Thanks to you two for checking!!
It seems you are leaving the task of editing the proof in the entry to me. I did so now: removed the extra clause about forming the closure of $V$ in def. 2..5 here, so that now $V$ is already a compact sub-neighbourhood. Then I replaced all following occurences of $\overline{V}$ with $V$.
Notice that the writeup and style of the proof is very much Richard’s. I tend to feel I get a bit lost in the notation there. I feel more comfortable with my own wording of Richard’s proof, here. That’s just to say: better check my edits (as long as nobody else edits the entry, these edits are highlighted in green and red here).

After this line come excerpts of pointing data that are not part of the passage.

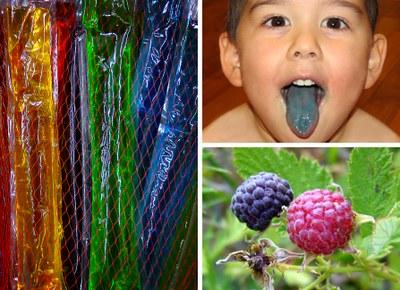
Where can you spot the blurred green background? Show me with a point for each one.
(223, 233)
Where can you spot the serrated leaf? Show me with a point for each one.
(372, 183)
(385, 233)
(302, 174)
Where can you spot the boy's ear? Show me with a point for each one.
(230, 61)
(376, 59)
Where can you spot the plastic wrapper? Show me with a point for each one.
(112, 29)
(34, 154)
(69, 65)
(174, 160)
(5, 196)
(161, 32)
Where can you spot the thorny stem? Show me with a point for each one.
(318, 281)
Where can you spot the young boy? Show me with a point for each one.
(303, 65)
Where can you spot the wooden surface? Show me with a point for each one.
(382, 100)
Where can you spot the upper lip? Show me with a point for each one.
(317, 79)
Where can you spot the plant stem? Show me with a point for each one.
(318, 281)
(364, 265)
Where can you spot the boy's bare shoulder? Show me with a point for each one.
(363, 127)
(237, 125)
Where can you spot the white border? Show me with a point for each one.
(200, 147)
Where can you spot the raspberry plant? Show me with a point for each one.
(366, 258)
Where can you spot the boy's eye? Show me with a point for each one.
(334, 23)
(277, 21)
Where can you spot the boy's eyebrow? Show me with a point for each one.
(343, 3)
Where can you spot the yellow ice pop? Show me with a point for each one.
(35, 154)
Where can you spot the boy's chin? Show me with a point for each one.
(289, 136)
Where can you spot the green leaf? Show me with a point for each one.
(372, 183)
(385, 234)
(302, 174)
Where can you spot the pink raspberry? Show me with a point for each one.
(320, 221)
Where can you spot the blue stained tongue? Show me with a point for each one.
(302, 112)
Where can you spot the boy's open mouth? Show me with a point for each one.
(302, 98)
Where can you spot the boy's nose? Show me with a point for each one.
(304, 46)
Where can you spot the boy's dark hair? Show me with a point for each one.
(236, 7)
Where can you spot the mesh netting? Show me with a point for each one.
(98, 140)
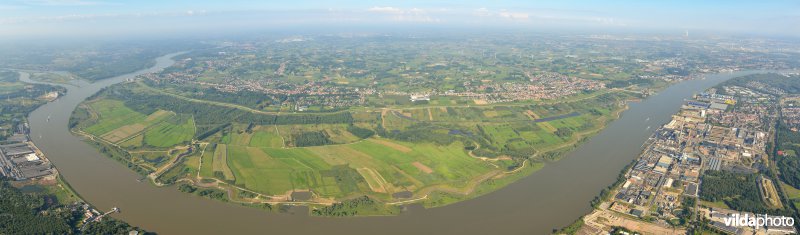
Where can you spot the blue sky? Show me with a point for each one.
(44, 18)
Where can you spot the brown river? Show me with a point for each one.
(550, 198)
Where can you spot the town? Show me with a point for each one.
(689, 168)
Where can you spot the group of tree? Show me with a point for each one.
(30, 213)
(739, 191)
(311, 138)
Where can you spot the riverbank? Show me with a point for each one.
(550, 197)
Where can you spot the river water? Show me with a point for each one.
(550, 198)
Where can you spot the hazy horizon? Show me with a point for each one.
(83, 19)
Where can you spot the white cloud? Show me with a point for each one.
(514, 15)
(407, 15)
(63, 2)
(389, 10)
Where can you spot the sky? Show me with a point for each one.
(90, 18)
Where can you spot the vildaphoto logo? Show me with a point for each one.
(758, 221)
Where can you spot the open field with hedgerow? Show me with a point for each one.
(389, 154)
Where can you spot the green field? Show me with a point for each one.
(113, 114)
(445, 153)
(170, 133)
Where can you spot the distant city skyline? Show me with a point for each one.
(43, 18)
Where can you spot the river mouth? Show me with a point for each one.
(550, 198)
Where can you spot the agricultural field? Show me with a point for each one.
(380, 153)
(395, 136)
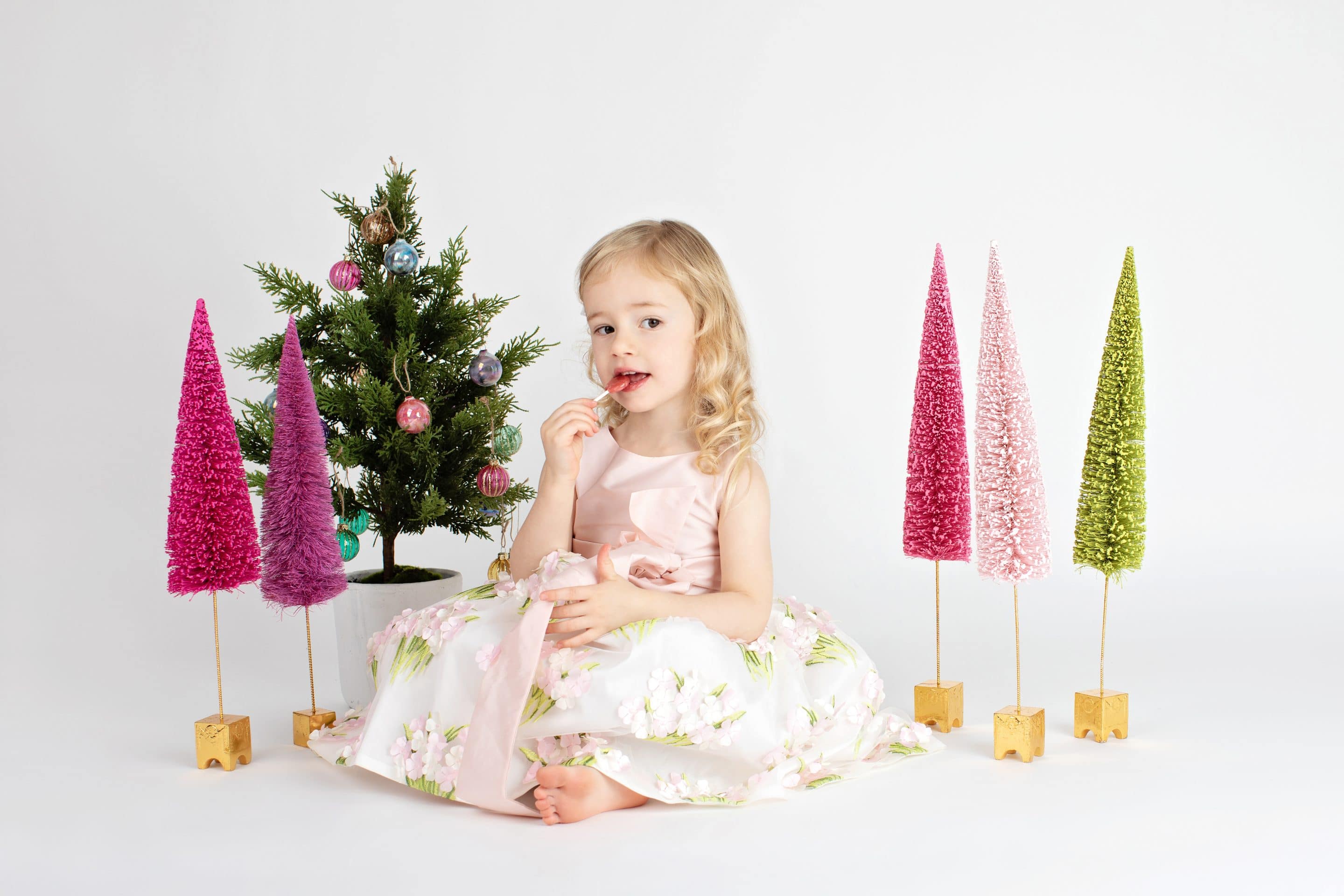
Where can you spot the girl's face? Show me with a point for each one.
(642, 323)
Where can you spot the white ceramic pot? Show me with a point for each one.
(364, 609)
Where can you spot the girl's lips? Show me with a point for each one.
(627, 382)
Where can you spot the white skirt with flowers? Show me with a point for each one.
(668, 707)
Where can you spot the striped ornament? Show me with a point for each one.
(344, 276)
(492, 480)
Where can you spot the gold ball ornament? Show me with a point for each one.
(499, 567)
(377, 227)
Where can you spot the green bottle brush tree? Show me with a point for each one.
(382, 339)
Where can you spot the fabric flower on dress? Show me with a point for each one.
(682, 713)
(678, 786)
(428, 756)
(564, 675)
(487, 656)
(810, 633)
(574, 750)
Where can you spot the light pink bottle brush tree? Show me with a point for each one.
(1013, 532)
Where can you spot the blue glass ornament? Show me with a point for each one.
(349, 545)
(486, 370)
(401, 259)
(509, 440)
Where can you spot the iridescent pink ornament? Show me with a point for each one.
(492, 480)
(413, 415)
(346, 276)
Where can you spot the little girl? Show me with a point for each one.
(647, 658)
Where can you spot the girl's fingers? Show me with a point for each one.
(565, 594)
(567, 610)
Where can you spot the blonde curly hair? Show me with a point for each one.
(726, 420)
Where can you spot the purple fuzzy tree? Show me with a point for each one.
(301, 563)
(937, 525)
(1013, 534)
(211, 531)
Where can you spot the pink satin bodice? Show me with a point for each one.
(663, 502)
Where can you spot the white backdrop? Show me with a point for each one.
(154, 149)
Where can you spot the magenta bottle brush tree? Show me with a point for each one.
(301, 563)
(937, 523)
(1013, 532)
(211, 531)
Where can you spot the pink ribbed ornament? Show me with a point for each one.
(211, 531)
(937, 525)
(301, 563)
(346, 276)
(492, 480)
(1013, 534)
(413, 415)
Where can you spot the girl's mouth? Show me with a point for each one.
(632, 381)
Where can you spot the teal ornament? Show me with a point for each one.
(358, 525)
(401, 259)
(349, 545)
(509, 440)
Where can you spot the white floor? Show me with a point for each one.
(1226, 782)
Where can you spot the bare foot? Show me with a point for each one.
(573, 793)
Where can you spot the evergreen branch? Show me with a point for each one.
(291, 291)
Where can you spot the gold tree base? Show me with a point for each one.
(224, 739)
(1023, 734)
(1101, 715)
(938, 704)
(309, 721)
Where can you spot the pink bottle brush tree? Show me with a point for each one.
(937, 525)
(211, 531)
(1013, 534)
(301, 563)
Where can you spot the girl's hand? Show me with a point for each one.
(562, 437)
(596, 609)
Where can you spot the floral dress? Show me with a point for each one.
(472, 695)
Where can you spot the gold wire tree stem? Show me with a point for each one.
(937, 626)
(312, 684)
(1016, 640)
(1105, 592)
(219, 672)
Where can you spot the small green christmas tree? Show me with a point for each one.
(1109, 532)
(367, 348)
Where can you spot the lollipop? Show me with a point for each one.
(619, 383)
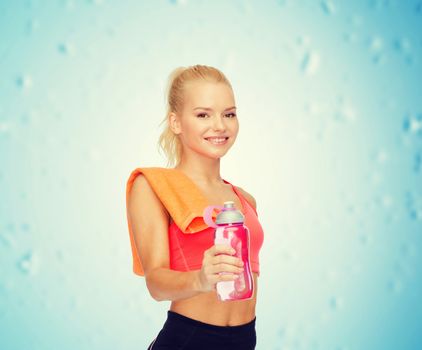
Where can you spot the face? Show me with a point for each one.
(209, 111)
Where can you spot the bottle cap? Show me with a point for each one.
(229, 214)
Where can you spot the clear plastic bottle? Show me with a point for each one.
(231, 230)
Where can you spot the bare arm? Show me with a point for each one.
(150, 220)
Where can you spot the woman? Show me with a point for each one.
(201, 126)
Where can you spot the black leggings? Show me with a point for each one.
(184, 333)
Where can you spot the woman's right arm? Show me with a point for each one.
(150, 221)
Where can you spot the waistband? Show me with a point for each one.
(246, 327)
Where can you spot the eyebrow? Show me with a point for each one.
(210, 109)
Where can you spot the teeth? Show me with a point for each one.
(217, 139)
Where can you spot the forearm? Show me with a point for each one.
(166, 284)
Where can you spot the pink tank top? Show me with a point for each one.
(187, 251)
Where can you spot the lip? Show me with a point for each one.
(223, 143)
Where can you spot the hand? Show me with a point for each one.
(218, 259)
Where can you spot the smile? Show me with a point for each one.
(217, 140)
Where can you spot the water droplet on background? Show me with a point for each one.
(395, 286)
(328, 7)
(24, 82)
(310, 63)
(29, 263)
(336, 302)
(66, 48)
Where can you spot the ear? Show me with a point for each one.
(175, 123)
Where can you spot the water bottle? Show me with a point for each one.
(231, 230)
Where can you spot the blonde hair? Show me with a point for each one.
(168, 141)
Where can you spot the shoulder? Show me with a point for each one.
(248, 196)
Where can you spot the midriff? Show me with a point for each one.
(207, 308)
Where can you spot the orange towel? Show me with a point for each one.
(180, 196)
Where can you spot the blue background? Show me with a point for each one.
(329, 97)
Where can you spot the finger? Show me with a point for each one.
(222, 248)
(221, 267)
(217, 259)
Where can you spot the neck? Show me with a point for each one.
(205, 172)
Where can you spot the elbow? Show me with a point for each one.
(152, 289)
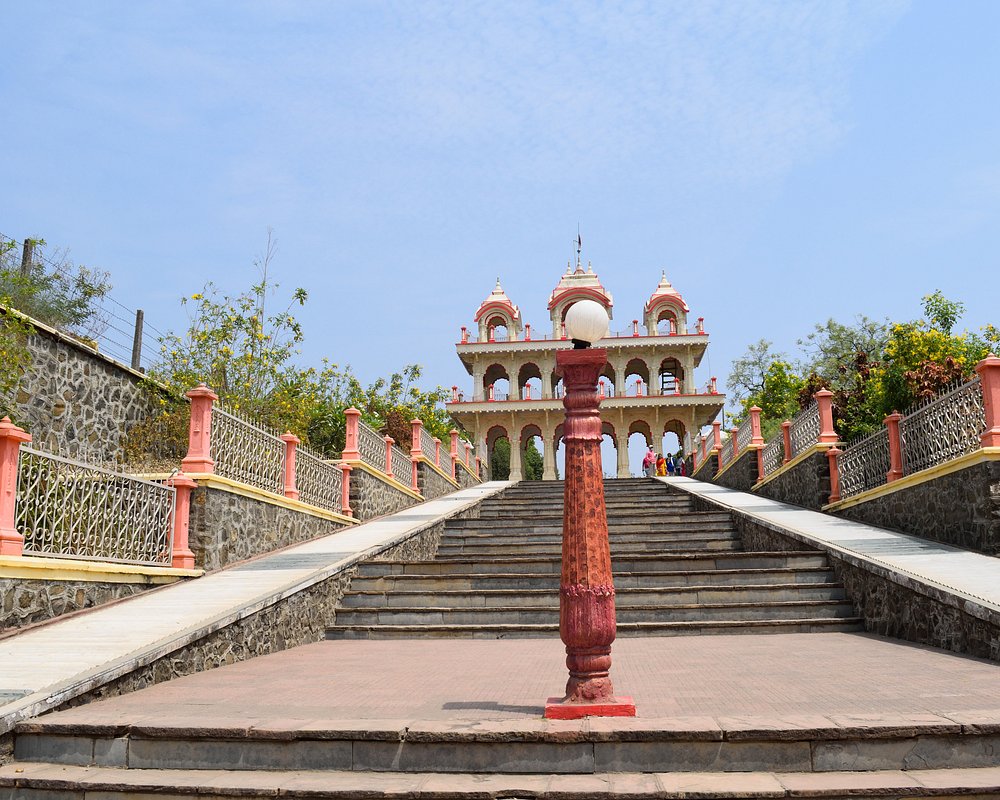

Hi Urs, unless I’m missing something, it’s not quite right yet. I’ll try to fix it now.
I have fixed the proof of 3.1 at compact-open topology now. Note that when we say that every neighbourhood has a compact neighbourhood in Definition 2.1 at locally compact topological space, it is vital in the second use of neighbourhood that we mean that it contains an open neighbourhood of $x$, not just that it is any old set which contains $x$. Otherwise the proof of 3.1 does not go through (one cannot take $U''$ to be $V$, which was what was written before I edited just now).
By the way, Urs, I think the same issue affects your proof at Introduction To Topology, you may wish to fix it there.
As I think I mentioned once before, I am entirely content with replacing the proof I wrote at compact-open topology with your re-write :-).
Not sure what you are pointing me to. I say “there is a compact subset which is still a neighbourhood” and “neighbourhood” implies “contains an open neighbourhood”. But I may be missing what you are trying to tell me.
In the proof of continuity of the exponentiation map at Introduction to Topology – 1 that you linked to, it is claimed that $K \times V^{K}$ is open. This does not parse: you would need $K$ to be both compact and open, and local compactness does not give that.
I.e. you need to replace $K$ on the left of the product by an open neighbourhood of $x$ which it contains.
Thanks!! I have fixed it now.
You’re welcome! Nice one!
Isn’t the Heine-Borel property just that closed and bounded implies compact? This doesn’t imply local compactness.
In any case, I am quite sure that locally compact Hausdorff TVS are finite-dimensional. For a source of this claim outside the nLab, see for instance here.
You may be thinking that there are (convex) bounded open neighborhoods of the origin in your Frechet space example, whose closure would also bounded. But that’s just not so: a TVS with such neighborhoods is normable, which is not the case with your example. See theorems 7 and 8 here.
Thanks, Jürgen. Yes, I agree this entry is probably due for a clean-up.
added the statement (here) that: Every locally compact Hausdorff space is compactly generated and weakly Hausdorff.
That would imply that a Hausdorff k-space is a colimit of compact Hausdorff spaces, no? Locally compact Hausdorff spaces are colimits of compact Hausdorff spaces, as noted on locally compact topological space just above where you inserted the statement there.
You can drop the Hausdorff assumption: Escardó, Lawson, and Simpson (doi:10.1016/j.topol.2004.02.011) state that a space is a k-space iff it is a colimit in Top of compact Hausdorff spaces (lemma 3.2.iv, p. 110 = p. 7) iff it is a quotient of a locally compact Hausdorff space (definition 3.3 and corollary 3.4.iii, p. 111 = p. 8).
Is “Contents” being replaced by “Locally compact spaces” a mistake?